サイバー攻撃による個人情報漏えいが多発するなか、一般的なセキュリティ対策ではストレージ部分のデータには暗号化対策がなされるが、暗号化で用いた鍵データを格納するメモリ内のデータは十分なセキュリティ対策が取られていない。メモリへのサイバー攻撃によって鍵データが読み取られて情報漏えいにつながるケースが増えている。
また、クラウドサービスの拡大やIoTの普及にともなってネットワーク上の個人情報の流通が増えている。
今回実用化した技術は、同研究所が開発した高速ストリーム暗号を応用し、メモリ内のデータを安全に保護するソフトウェア技術。同研究所の暗号化技術とソフトウェア保護技術を組み合わせ、暗号化に用いた鍵データをメモリ内に分散してダミーを生成。正規の利用者のみが正しく読み取れるようにしたことで強固なセキュリティを実現している。
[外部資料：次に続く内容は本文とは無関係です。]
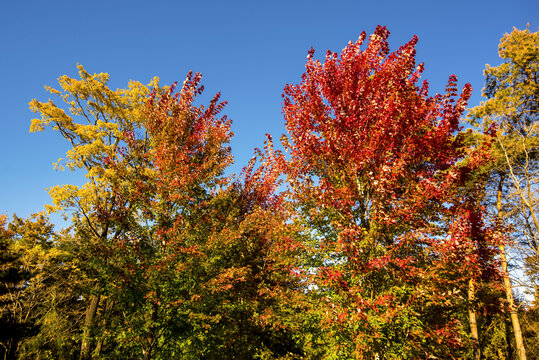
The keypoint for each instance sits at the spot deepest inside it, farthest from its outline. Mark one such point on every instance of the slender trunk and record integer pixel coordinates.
(473, 319)
(146, 352)
(108, 306)
(88, 322)
(521, 352)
従来方式と比べて約10倍の高速処理を実現。数キロバイトの軽量なソフトウェアで実装できるため、高い処理能力を持たないデバイスでも十分な機能を発揮する。
同技術は、すでにauショップ店頭に設置されている「au wallet ウェルカムガチャ!」の専用端末で顧客情報の認証に使われている。